In “The Finale,” Jerry and George (Jason Alexander) learn that their sitcom-within-a-sitcom, “Jerry,” has been given the green light five years after having been shelved. To celebrate, the two men join pals Elaine (Julia Louis-Dreyfus) and Kramer (Michael Richards) on a trip to France.

When their plane makes an emergency landing in Latham, Massachusetts, the foursome is hauled off to jail after witnessing a carjacking and doing nothing, thus violating the fictional town’s “Good Samaritan Law.” The episode ends with the characters still behind bars and showing no remorse for their actions.

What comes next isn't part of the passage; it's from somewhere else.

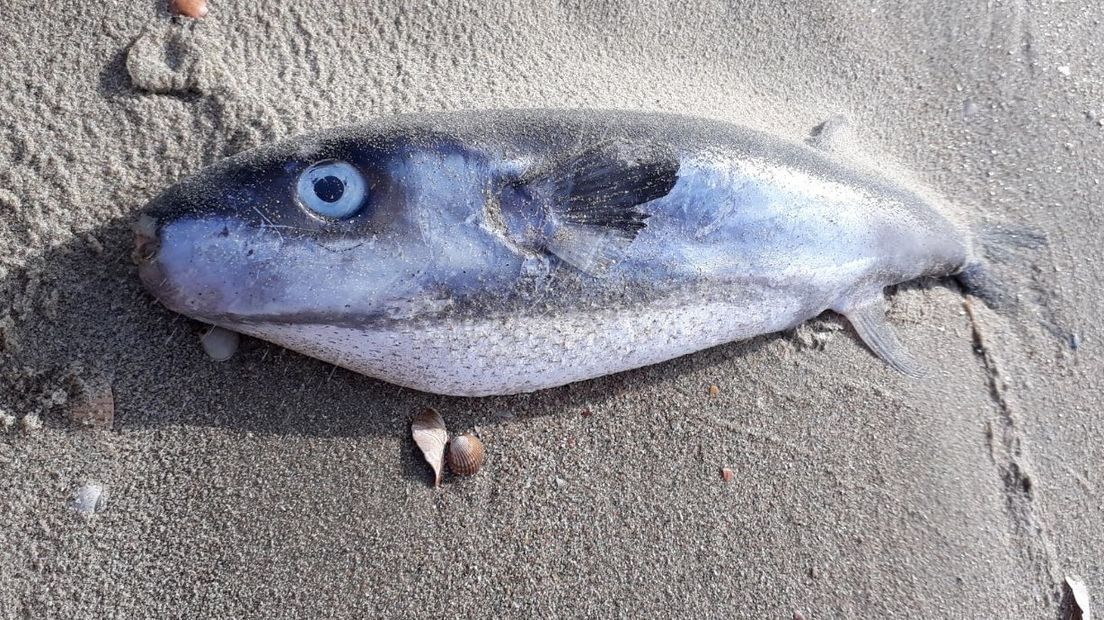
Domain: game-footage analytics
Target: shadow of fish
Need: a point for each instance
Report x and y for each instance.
(505, 252)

The episode drew scathing reviews from fans and critics alike. “The show’s swan song was off-key and bloated,” Entertainment Weekly declared, while USA Today called it “dismal” and a “slow, smug exercise in self-congratulation.”

David, who is also the star and mastermind behind HBO’s “Curb Your Enthusiasm,” has since defended “The Finale” in recent interviews.

From left: Jason Alexander, Jerry Seinfeld, Michael Richards and Julia Louis-Dreyfus in the final episode of "Seinfeld," which aired in 1998.
From left: Jason Alexander, Jerry Seinfeld, Michael Richards and Julia Louis-Dreyfus in the final episode of “Seinfeld,” which aired in 1998.

David Hume Kennerly via Getty Images

“I think the thing about finales is everybody writes their own finale in their head, whereas if they just tune in during the week to a normal show, they’re surprised by what’s going on,” he told Grantland in 2014. “They haven’t written it beforehand, they don’t know what the show is. But for a finale, they go, ‘Oh, well this should happen to George, and Jerry and Elaine should get together,’ and all that. They’ve already written it, and often they’re disappointed, because it’s not what they wrote.”

Knight, however, isn’t so sure, telling ComicBook.com that David’s effort to “show that these people are not deserving of any glory” was ill-advised.

“He wanted them to have the worst time possible,” he said. “And as a concept, that works, but I don’t know if it works as a finale.”